Macgillivray held a couple of important precedents in his back pocket. The most important was a suit filed by the Bill Graham Archives—the holder of intellectual property of the company owned by the late rock promoter—in an attempt to stop a book about the Grateful Dead called What a Long Strange Trip It’s Been. The book featured a timeline of the famed rock band, illustrated at various milestones by thumbnail images of concert tickets and posters. The images weren’t being used for their original purpose, so it wasn’t like a poster hung on a dorm room wall or a concert ticket sold as an entry pass or even a souvenir. The legal term for this was a transformative use—you were using material as a basis to create something new. To Macgillivray, the suit involved the exact question that Google might be sued on: could an unauthorized reproduction of copyrighted material be made for a transformative use? The publisher won in district court and prevailed on appeal. Macgillivray kept a copy of the judge’s decision in his office.
The University of Michigan agreed with Google’s views on copyright. But the other partners Google began talking to weren’t so comfortable. In order to get a book into its index, Google made a digital copy of it, and most legal minds interpreted that action as infringement. “Harvard didn’t want to do in copyright, they only wanted to do the public domain,” says Drummond. (Public domain books are those published before 1923, whose copyright has expired.) “The New York Public Library was the same thing.” Oxford University presented its own problem. Drummond had a great time when he went there to negotiate the deal—the head librarian gave him a grand tour of the Bodleian Library and treated Drummond and the Googlers accompanying him to a rare trip to the roof, where all of Oxford lay in front of them. But the deal
they struck was limited to books out of copyright, that is, in the public domain.

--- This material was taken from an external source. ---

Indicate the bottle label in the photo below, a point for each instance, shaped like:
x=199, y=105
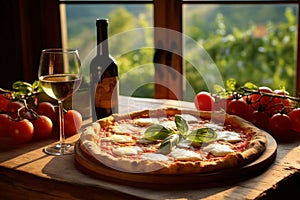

Google began its scanning in near-total stealth. There was a cloak-and-dagger element to the procedure, soured by a clandestine taint, like ducking out of a 1950s nightclub to smoke weed. Google would rent space in a town near a library. Several times a week, university library employees would gather and pack the hundreds of books to be scanned in the next few days. Google employees would load them into trucks, whisk them away, and return them unharmed a few days later. There were hundreds of such employees, a shadow workforce spending its days moving books onto and off the scanning platens.
Maybe the care that Google took to hide its activity was an early indicator of trouble to come. If the world would so eagerly welcome the fruits of Ocean, what was the need for such stealth? The secrecy was yet another expression of the paradox of a company that sometimes embraced transparency and other times seemed to model itself on the NSA. In other areas, Google had put its investments into the public domain, like the open-source Android and Chrome operating systems. And as far as user information was concerned, Google made it easy for people not to become locked into using its products. It even had an initiative called the Data Liberation Front to make sure that users could easily move information they created with Google documents off Google’s servers.